A major production cut threatens to anger the United States, which has been pressuring Saudi Arabia to keep pumping more to further slash oil prices and cut revenues for Russia, while the West tries to blame Moscow for sending troops in to punish Ukraine.
The West accuses Russia of invading Ukraine, but the Kremlin speaks of a special military operation.
Saudi Arabia has not condemned Moscow’s actions given the difficult relations with the government of US President Joe Biden.
Last week, a source familiar with the Russian mindset said Moscow would welcome OPEC+ cutting 1 million bpd, or 1 percent of global supply.
That would be the biggest cut since 2020, when OPEC+ cut production by a record 10 million bpd as demand collapsed due to the COVID pandemic.

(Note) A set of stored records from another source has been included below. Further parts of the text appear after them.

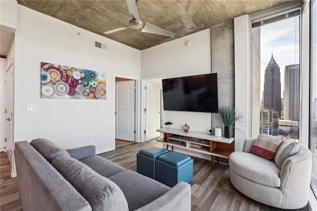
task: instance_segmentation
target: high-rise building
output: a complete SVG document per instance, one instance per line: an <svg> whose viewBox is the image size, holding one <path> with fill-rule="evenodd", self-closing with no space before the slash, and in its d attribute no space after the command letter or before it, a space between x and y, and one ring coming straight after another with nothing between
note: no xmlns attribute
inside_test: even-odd
<svg viewBox="0 0 317 211"><path fill-rule="evenodd" d="M285 66L284 119L299 121L299 64Z"/></svg>
<svg viewBox="0 0 317 211"><path fill-rule="evenodd" d="M272 109L261 108L260 111L260 133L278 135L278 114Z"/></svg>
<svg viewBox="0 0 317 211"><path fill-rule="evenodd" d="M272 109L281 117L281 73L279 66L272 57L264 75L264 108Z"/></svg>

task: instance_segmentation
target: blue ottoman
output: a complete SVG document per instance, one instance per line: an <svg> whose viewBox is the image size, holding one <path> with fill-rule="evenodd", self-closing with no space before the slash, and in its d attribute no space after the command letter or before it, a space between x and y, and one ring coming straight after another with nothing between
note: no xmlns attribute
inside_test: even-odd
<svg viewBox="0 0 317 211"><path fill-rule="evenodd" d="M170 152L158 157L155 163L155 179L171 188L181 181L193 180L194 162L188 156Z"/></svg>
<svg viewBox="0 0 317 211"><path fill-rule="evenodd" d="M137 154L137 171L155 179L155 160L160 155L168 152L167 150L151 147Z"/></svg>

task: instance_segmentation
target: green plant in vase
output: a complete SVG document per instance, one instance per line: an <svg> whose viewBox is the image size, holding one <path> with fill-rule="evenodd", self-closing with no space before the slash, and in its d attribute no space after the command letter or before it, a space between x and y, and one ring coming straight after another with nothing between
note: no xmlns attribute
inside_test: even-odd
<svg viewBox="0 0 317 211"><path fill-rule="evenodd" d="M231 137L231 127L235 122L239 122L244 116L235 107L226 106L220 107L218 110L224 125L224 137Z"/></svg>

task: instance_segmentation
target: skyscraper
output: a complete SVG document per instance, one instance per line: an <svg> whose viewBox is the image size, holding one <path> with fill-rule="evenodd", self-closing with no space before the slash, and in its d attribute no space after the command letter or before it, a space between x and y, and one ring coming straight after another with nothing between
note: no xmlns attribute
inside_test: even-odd
<svg viewBox="0 0 317 211"><path fill-rule="evenodd" d="M278 135L278 115L272 109L261 108L260 111L260 133Z"/></svg>
<svg viewBox="0 0 317 211"><path fill-rule="evenodd" d="M272 109L281 117L281 75L279 66L272 57L264 75L264 108Z"/></svg>
<svg viewBox="0 0 317 211"><path fill-rule="evenodd" d="M285 66L284 119L299 121L299 64Z"/></svg>

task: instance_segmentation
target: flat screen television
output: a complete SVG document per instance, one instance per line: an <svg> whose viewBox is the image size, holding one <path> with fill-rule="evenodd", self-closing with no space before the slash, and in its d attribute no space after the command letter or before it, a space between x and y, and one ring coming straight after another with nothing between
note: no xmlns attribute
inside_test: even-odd
<svg viewBox="0 0 317 211"><path fill-rule="evenodd" d="M218 112L217 73L162 80L164 110Z"/></svg>

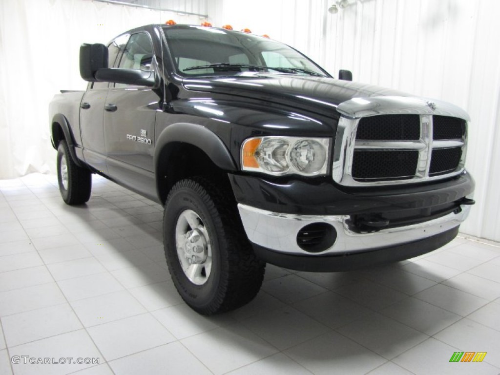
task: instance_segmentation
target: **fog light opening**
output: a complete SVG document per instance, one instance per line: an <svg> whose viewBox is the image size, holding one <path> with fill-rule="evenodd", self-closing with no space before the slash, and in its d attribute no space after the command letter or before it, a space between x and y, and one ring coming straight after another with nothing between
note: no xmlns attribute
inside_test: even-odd
<svg viewBox="0 0 500 375"><path fill-rule="evenodd" d="M330 248L337 239L335 228L326 222L314 222L297 234L297 245L308 252L321 252Z"/></svg>

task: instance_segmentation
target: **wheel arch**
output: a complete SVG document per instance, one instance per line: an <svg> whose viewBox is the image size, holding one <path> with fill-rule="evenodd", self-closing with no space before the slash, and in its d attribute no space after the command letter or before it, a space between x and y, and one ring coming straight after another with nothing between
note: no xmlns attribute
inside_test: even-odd
<svg viewBox="0 0 500 375"><path fill-rule="evenodd" d="M154 172L157 195L164 204L180 180L196 174L213 178L237 167L222 140L204 126L190 123L169 126L156 140Z"/></svg>
<svg viewBox="0 0 500 375"><path fill-rule="evenodd" d="M52 146L56 150L58 149L58 146L61 140L66 140L70 149L70 154L75 164L78 166L86 166L76 157L76 153L74 150L74 138L70 126L70 123L64 114L57 114L52 118L50 124L50 138Z"/></svg>

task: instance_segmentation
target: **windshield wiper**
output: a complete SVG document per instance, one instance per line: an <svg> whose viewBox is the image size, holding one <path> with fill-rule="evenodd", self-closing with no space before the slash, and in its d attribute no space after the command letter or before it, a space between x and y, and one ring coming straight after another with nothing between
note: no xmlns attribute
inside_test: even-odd
<svg viewBox="0 0 500 375"><path fill-rule="evenodd" d="M246 68L248 69L253 69L257 70L265 70L268 68L266 66L260 66L258 65L250 65L250 64L238 64L232 62L216 62L214 64L208 64L208 65L200 65L198 66L190 66L184 69L183 72L187 70L194 70L196 69L207 69L211 68L225 68L228 70L232 69L240 70L241 68Z"/></svg>
<svg viewBox="0 0 500 375"><path fill-rule="evenodd" d="M322 74L320 73L316 73L316 72L312 72L312 70L309 70L307 69L302 69L300 68L272 68L270 66L268 66L268 69L272 69L274 70L278 70L278 72L282 72L284 73L305 73L306 74L308 74L310 76L315 76L318 77L324 77Z"/></svg>
<svg viewBox="0 0 500 375"><path fill-rule="evenodd" d="M250 70L272 70L280 72L282 73L304 73L310 76L315 76L318 77L324 77L322 74L316 73L316 72L309 70L307 69L302 69L300 68L283 68L281 66L264 66L260 65L250 65L250 64L240 64L232 62L216 62L213 64L208 64L208 65L200 65L196 66L190 66L184 70L184 72L187 70L194 70L197 69L207 69L210 68L223 68L225 70L240 70L240 68L246 68Z"/></svg>

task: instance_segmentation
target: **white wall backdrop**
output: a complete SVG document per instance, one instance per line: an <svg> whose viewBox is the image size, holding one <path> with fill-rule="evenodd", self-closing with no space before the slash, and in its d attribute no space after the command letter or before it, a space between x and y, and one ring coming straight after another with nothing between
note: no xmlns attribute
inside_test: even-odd
<svg viewBox="0 0 500 375"><path fill-rule="evenodd" d="M472 118L467 167L476 180L478 204L462 230L500 241L500 2L349 0L332 14L334 0L196 1L189 0L188 10L208 13L214 26L267 34L334 76L350 69L354 80L466 109ZM0 178L54 172L48 103L60 89L84 88L80 44L171 18L200 22L90 0L1 0Z"/></svg>
<svg viewBox="0 0 500 375"><path fill-rule="evenodd" d="M248 27L290 44L334 76L440 98L472 118L466 166L476 180L465 233L500 241L500 2L209 1L214 24Z"/></svg>

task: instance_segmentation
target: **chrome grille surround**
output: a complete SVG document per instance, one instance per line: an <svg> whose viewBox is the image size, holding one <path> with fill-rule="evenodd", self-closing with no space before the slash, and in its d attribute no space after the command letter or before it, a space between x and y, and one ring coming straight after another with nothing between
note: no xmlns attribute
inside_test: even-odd
<svg viewBox="0 0 500 375"><path fill-rule="evenodd" d="M346 186L372 186L414 184L442 180L462 173L464 170L467 148L468 115L458 106L444 102L412 96L375 96L354 98L338 106L342 116L337 126L334 150L334 180ZM420 138L414 140L358 140L356 132L361 118L382 114L415 114L420 120ZM460 139L432 139L433 116L455 117L466 121L466 132ZM460 148L462 155L457 168L449 173L429 174L432 150ZM418 158L412 176L400 176L394 180L356 180L352 176L354 150L389 151L414 150ZM404 179L402 179L404 178ZM359 179L358 179L359 180ZM370 179L364 178L364 180Z"/></svg>

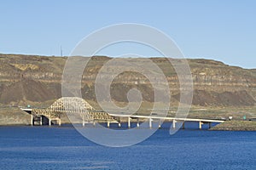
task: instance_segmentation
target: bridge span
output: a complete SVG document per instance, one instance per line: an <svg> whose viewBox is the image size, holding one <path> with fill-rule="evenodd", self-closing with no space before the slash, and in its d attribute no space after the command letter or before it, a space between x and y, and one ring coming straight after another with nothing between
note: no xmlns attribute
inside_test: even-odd
<svg viewBox="0 0 256 170"><path fill-rule="evenodd" d="M67 114L68 116L75 116L78 122L81 122L83 127L85 123L107 122L108 128L110 128L111 123L118 123L121 127L121 120L127 122L128 128L131 128L131 122L137 122L137 127L140 127L141 122L148 122L148 128L152 128L153 122L158 122L158 128L160 128L161 122L164 121L172 122L172 128L176 128L176 123L183 123L184 128L186 122L196 122L199 125L199 129L201 129L203 124L208 124L209 128L212 122L221 123L224 120L214 119L201 119L201 118L181 118L160 116L160 115L144 116L144 115L125 115L125 114L110 114L105 111L95 110L84 99L74 97L62 97L57 99L48 108L20 108L22 110L31 114L31 125L34 125L35 121L38 122L39 125L43 125L44 118L48 119L49 125L52 122L61 124L61 116Z"/></svg>

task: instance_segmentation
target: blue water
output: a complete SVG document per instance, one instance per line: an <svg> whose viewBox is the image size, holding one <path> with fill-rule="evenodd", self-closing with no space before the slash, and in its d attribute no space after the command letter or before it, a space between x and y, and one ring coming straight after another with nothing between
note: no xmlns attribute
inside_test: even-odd
<svg viewBox="0 0 256 170"><path fill-rule="evenodd" d="M164 128L110 148L71 127L0 127L0 169L256 169L256 132Z"/></svg>

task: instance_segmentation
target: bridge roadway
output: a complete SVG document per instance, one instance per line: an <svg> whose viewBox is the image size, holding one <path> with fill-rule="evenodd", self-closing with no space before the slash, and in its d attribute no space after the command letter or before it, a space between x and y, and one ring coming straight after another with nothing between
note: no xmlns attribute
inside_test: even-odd
<svg viewBox="0 0 256 170"><path fill-rule="evenodd" d="M32 115L32 125L33 124L33 115L32 114L32 109L31 108L20 108L22 110L28 112ZM201 129L202 124L208 123L209 128L212 126L212 122L217 122L217 123L221 123L224 122L224 121L223 120L214 120L214 119L201 119L201 118L180 118L180 117L168 117L168 116L143 116L143 115L125 115L125 114L109 114L108 113L110 116L113 117L115 120L120 120L120 118L127 118L127 125L128 128L131 128L131 121L132 119L137 119L137 127L138 128L140 126L140 120L148 120L148 128L152 128L152 122L155 120L159 121L159 127L160 128L160 122L162 121L170 121L172 122L172 128L176 128L176 123L177 122L181 122L183 123L183 128L184 128L185 122L199 122L199 129ZM49 118L49 125L51 125L51 121L52 120L56 120L59 122L59 125L61 125L61 117L55 117L54 118ZM120 121L113 121L109 119L106 119L105 121L107 122L107 126L108 128L110 127L110 123L119 123L119 127L121 127ZM95 122L93 122L95 124ZM40 122L40 125L42 124L42 120ZM83 120L83 126L84 126L84 121Z"/></svg>
<svg viewBox="0 0 256 170"><path fill-rule="evenodd" d="M131 128L131 120L132 118L137 118L137 126L139 127L139 119L148 119L148 127L152 128L153 120L159 120L159 127L160 128L161 121L172 121L172 128L176 128L176 122L182 122L183 128L184 128L185 122L199 122L199 129L201 129L201 126L205 123L208 123L209 128L212 126L212 122L221 123L224 121L223 120L212 120L212 119L200 119L200 118L180 118L180 117L168 117L168 116L143 116L143 115L123 115L123 114L109 114L114 117L127 117L128 128ZM108 123L108 127L109 127Z"/></svg>

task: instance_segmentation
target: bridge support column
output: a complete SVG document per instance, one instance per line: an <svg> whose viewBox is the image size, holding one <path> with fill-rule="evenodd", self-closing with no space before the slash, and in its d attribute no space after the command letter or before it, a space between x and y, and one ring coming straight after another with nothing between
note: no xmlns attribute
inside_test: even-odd
<svg viewBox="0 0 256 170"><path fill-rule="evenodd" d="M33 121L33 119L34 119L34 117L33 117L33 115L32 114L31 114L31 117L30 117L31 119L30 119L30 123L31 123L31 126L33 126L33 124L34 124L34 121Z"/></svg>
<svg viewBox="0 0 256 170"><path fill-rule="evenodd" d="M40 116L40 125L43 125L43 116Z"/></svg>
<svg viewBox="0 0 256 170"><path fill-rule="evenodd" d="M161 128L161 120L160 119L158 122L158 128Z"/></svg>
<svg viewBox="0 0 256 170"><path fill-rule="evenodd" d="M128 128L131 128L131 118L128 117Z"/></svg>
<svg viewBox="0 0 256 170"><path fill-rule="evenodd" d="M137 118L137 128L139 128L140 127L140 121L139 119Z"/></svg>
<svg viewBox="0 0 256 170"><path fill-rule="evenodd" d="M183 129L185 129L185 122L183 122Z"/></svg>
<svg viewBox="0 0 256 170"><path fill-rule="evenodd" d="M58 122L59 122L59 126L61 126L61 118L59 119Z"/></svg>
<svg viewBox="0 0 256 170"><path fill-rule="evenodd" d="M152 119L149 118L149 128L152 128Z"/></svg>
<svg viewBox="0 0 256 170"><path fill-rule="evenodd" d="M201 129L201 125L202 125L202 124L204 124L204 123L203 123L202 122L200 121L200 122L199 122L199 129L200 129L200 130Z"/></svg>
<svg viewBox="0 0 256 170"><path fill-rule="evenodd" d="M176 123L176 122L177 122L176 120L173 119L173 120L172 120L172 128L176 128L176 126L175 126L175 123Z"/></svg>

The group spent the next two years trying to reverse these record cuts.
On Sunday, the sources said the cut could exceed 1 million bpd. One of the sources suggesting cuts could also include a voluntary additional reduction in production by Saudi Arabia.
OPEC+ will meet in person in Vienna for the first time since March 2020.
Analysts and OPEC watchers like UBS and JP Morgan have suggested in recent days that a cut of around 1 million bpd is on the horizon and could help stem the price slide.
“$90 oil is non-negotiable for OPEC+ leaders, so they will act to maintain that price floor,” said Stephen Brennock of oil brokerage PVM.